Implemented without real data:

- Phase 0 method specification.
- Phase 1 dataset schema audit model and report generation.
- Unified provenance IR dataclasses.
- IR validation and JSONL serialization.
- Dataset adapter interface and schema mismatch reporting.
- Event-view and causal-view graph construction.
- Time-window, host-filtered, target-context, and ID-based graph views.
- Time-respecting APT metapath path extraction for core path families.
- Temporal, structural, semantic, and security-aware trimming scaffold.
- Dual-granularity prompt construction with evidence IDs.
- Label-only ground-truth mapping interfaces.
- LLM strategy, baseline, and ablation method registry.
- Imbalanced APT detection metrics including AUPRC, AUROC, Macro-F1,
  Precision@K, Recall@K, FPR at fixed recall, detection delay, token/cost
  accounting, and evidence-path hit rate.
- Time, campaign, and host split helpers with leakage checks for raw event IDs,
  process IDs, IOC-like file paths, duplicated prompts, summaries, campaigns,
  and same-host time windows.
- OpenAI-compatible LLM inference client for remote API and local deployments,
  with first-token `MALICIOUS`/`BENIGN` parsing and raw response retention.
- THEIA CDM18 action semantics with auditable canonical actions, causal
  directions, metapath hints, and MEMORY entity support.
- Common-behavior context annotations such as browser-like process ratio and
  local IPC flow ratio.
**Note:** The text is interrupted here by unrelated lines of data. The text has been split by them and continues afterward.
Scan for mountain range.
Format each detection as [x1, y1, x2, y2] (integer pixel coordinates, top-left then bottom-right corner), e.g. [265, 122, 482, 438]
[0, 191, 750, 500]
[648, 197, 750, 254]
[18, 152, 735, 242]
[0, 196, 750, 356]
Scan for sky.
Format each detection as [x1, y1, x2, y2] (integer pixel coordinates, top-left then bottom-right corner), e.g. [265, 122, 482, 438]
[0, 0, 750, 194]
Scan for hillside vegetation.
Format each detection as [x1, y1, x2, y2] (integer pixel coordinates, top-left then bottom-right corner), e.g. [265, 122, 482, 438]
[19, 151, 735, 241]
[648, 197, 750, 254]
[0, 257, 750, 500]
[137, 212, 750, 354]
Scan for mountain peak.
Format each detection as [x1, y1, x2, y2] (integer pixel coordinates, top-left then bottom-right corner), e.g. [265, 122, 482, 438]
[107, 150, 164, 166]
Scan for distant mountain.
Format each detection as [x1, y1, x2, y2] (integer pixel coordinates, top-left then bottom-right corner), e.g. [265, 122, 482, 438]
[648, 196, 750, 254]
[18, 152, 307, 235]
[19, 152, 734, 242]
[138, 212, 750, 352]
These are neutral prompt features, not hard filters or
  rule-based benign decisions.
- Synthetic unit tests for interface and invariant checks.

## LLM Inference

Remote OpenAI-compatible API:

```bash
export OPENAI_COMPAT_API_KEY='...'
cp configs/llm.example.yaml configs/llm.yaml
# edit configs/llm.yaml: provider=api, base_url, model, api_key_env

.venv/bin/python scripts/run_llm_inference.py \
  --config configs/llm.yaml \
  --prompt-file reports/theia_e3_idea/prompt.txt \
  --output-jsonl reports/llm_predictions.jsonl
```

Local OpenAI-compatible deployment:

```bash
cp configs/llm.example.yaml configs/llm.yaml
# edit configs/llm.yaml: provider=local, base_url, model

.venv/bin/python scripts/run_llm_inference.py \
  --config configs/llm.yaml \
  --prompt-file reports/theia_e3_idea/prompt.txt \
  --output-jsonl reports/local_llm_predictions.jsonl
```

The LLM prompt must not include ground-truth reports, IOC narratives, or labels.
Ground truth is only for label mapping and evaluation.

Synthetic examples are debugging-only fixtures and are not experimental results.